У Грушеньки задрожали губы. И через минуту мы уже рыдали друг у друга в объятьях. Гертруда прибежала из кухни.
– Что случилось?
– Так… вспомнили родных, – объяснила я, всхлипывая.
Глядя на нас, Гертруда тоже стала утирать слезы фартуком.
– Хорошая вы женщина, – сказала Грушенька. – И очень мне мою няню напоминаете – Арину Спиридоновну.
– Кого? – спросила с удивлением Гертруда.
– Это я так. Заговариваюсь, – вывернулась Грушенька.
Я никогда не забывала Сислея, вспомнила его слова, что он уничтожит меня, и тогда черный комок подступал к горлу. Иногда на меня нападал бесконечный страх, и я даже боялась выйти из комнаты. Но Грушенька была рядом, она утешала, подбадривала меня, говорила, что все это глупости…

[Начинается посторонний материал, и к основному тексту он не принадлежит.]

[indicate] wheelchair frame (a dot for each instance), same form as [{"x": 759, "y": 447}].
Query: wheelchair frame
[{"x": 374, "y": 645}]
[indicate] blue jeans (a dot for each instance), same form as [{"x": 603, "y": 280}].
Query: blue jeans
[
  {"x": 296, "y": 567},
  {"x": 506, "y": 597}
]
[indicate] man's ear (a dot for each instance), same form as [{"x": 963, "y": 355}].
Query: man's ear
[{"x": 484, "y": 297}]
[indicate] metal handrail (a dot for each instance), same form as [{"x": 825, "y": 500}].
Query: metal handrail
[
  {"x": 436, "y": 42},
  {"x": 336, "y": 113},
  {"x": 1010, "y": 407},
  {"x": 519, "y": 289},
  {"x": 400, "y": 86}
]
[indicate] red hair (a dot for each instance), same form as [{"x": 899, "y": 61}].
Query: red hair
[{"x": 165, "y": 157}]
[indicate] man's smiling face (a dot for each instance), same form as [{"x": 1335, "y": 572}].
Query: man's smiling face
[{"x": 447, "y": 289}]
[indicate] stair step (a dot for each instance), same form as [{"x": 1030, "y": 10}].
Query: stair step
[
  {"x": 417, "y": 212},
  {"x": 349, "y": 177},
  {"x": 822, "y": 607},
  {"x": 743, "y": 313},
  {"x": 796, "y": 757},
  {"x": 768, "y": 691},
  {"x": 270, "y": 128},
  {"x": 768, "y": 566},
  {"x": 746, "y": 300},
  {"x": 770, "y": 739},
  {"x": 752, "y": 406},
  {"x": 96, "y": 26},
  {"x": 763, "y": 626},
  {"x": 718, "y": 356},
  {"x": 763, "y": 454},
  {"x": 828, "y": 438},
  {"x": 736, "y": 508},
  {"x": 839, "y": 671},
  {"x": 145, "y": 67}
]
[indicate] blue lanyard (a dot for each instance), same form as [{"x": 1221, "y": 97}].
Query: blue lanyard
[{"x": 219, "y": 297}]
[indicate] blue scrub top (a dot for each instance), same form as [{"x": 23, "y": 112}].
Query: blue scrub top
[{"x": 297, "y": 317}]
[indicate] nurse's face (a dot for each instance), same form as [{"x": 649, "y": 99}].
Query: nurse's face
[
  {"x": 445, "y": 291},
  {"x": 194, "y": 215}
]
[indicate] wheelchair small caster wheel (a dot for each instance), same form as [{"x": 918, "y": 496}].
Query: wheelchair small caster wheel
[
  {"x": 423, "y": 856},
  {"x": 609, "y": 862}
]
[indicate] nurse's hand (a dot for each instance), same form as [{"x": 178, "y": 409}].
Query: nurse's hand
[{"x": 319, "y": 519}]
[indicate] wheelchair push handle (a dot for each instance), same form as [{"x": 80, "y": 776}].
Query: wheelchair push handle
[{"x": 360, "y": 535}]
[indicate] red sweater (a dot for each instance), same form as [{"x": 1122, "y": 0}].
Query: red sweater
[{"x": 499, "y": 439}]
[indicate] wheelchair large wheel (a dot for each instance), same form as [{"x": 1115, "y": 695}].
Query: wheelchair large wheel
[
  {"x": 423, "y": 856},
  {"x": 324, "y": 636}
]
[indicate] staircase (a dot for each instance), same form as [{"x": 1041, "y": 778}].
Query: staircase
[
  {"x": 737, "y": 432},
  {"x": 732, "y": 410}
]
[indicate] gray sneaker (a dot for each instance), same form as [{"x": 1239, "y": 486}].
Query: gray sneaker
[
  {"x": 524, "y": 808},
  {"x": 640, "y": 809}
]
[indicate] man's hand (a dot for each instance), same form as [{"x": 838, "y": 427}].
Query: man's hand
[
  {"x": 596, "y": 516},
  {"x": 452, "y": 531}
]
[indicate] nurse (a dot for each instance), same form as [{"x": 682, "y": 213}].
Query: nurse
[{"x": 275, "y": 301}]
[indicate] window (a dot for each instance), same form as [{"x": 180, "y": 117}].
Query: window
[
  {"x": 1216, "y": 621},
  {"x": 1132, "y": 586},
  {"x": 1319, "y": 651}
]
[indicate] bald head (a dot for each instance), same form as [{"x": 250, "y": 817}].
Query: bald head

Я остригла свои чудесные локоны и выкрасилась в черный цвет. Теперь меня действительно стало трудно узнать.
Мы съездили во Францию и забрали деньги. Морис Шаво, низенький толстенький человечек, охал и ахал, когда узнал о гибели Бетти. Он погладил меня по голове и сунул в руку большой леденец.
– Твоя мама так любила сладкое, – вздохнул он, проводя рукой по пышным усам. – Бедняжка Бетти. Я, например, страшно боюсь ездить. Даже на паровозе. Просто сердце ухает в пятки…
– И куда мы теперь? – спросила я Грушеньку, когда деньги были у нас. – В Париж, Италию? Или Вену?
Она задумалась.
– Париж пока не для нас. Может быть, Вена?
Так начались наши многолетние скитания…
Италия. Наши дни
«Замок Синей Бороды» оказался уютным двухэтажным домиком, обвитым виноградом. Белая каменная лестница вела на второй этаж, на бетонной платформе внизу стояли горшки с цветами и зеленью. Ярко-розовая и голубая гортензии эффектно смотрелись рядом. На веранде находились круглый стол, покрытый бледно-желтой скатертью, и плетеные стулья.
Ульяна стояла посреди веранды. Андреа завел мотоцикл в гараж и вернулся к ней.
– Нравится?
– Может быть, ты все-таки объяснишь мне, в чем дело?
– Объясню. Но чуть позже. А то я ужасно прогодался… Сейчас я сварю кофе и посмотрю, что есть в холодильнике. А ты устраивайся поудобнее. Как тебе поездка? Голова не кружится?